Calculate Coefficient of Kinetic Friction

[sweetdaisy186]

Hey guys!

I can't seem the get the right answer for the problem below. I'm really close, but I have no idea what I'm doing wrong. I've attached the question and my work. Any suggestions would be greatly appreciated. Thanks!

 

[andrevdh]

The tensions in the string at the two ends are the same so using just T for the magnitude would make life easier, just like you use a for the acceleration of the two masses.

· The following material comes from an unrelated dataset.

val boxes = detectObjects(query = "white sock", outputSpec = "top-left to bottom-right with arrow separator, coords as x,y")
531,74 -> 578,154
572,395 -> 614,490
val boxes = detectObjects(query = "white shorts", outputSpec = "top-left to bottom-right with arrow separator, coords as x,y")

The second mass is accelerating downwards. Choosing down as positive the eom comes to

$$W_2 - T = m_2a$$

your problem arose when you choose the same symbol for the acceleration in the two cases, but the acceleration direction differs as you set your second equation up, requiring a $-a$ for the second case since the problem gives us this information.

 

[sweetdaisy186]

I'm confused. I thought the tension would be the same for both of them. I used T-W2 = M2 * a and then solved for T. Then I set the tensions for both boxes equal to each other. I don't understand what you are saying about the acceleration though. Is that supposed to be part of my free body diaghram?

 

[andrevdh]

When setting up the force equation according to Newton's second law we normally use the symbols for the magnitude and include a sign for the direction. When the same symbol is used in two different equations problems might arise if one do not keep the directions in mind. Your equation for the second mass assumes that it will accelerate upwards since you chose upwards as positive. We know that W2 must be bigger than T to accelerate m2 downwards. So naturally chosing downwards as positive will result in m2a giving a positive value for a. Your choice gives a negative value for a in this case. But for m1 your a will be positive. So the symbol a takes on two different meanings in the two equations. Which will give the incorrect mathematical conclusion. The moral of the story? Choose your positive direction in the direction of the acceleration of the system, or at least so that the connected components will accelerate in the same direction! Not the one part left (m1) and the other part up (m2). Not even the maths can then save you from a disaster.

 

[andrevdh]

I'm confused. I thought the tension would be the same for both of them. I used T-W2 = M2 * a and then solved for T. Then I set the tensions for both boxes equal to each other. I don't understand what you are saying about the acceleration though. Is that supposed to be part of my free body diaghram?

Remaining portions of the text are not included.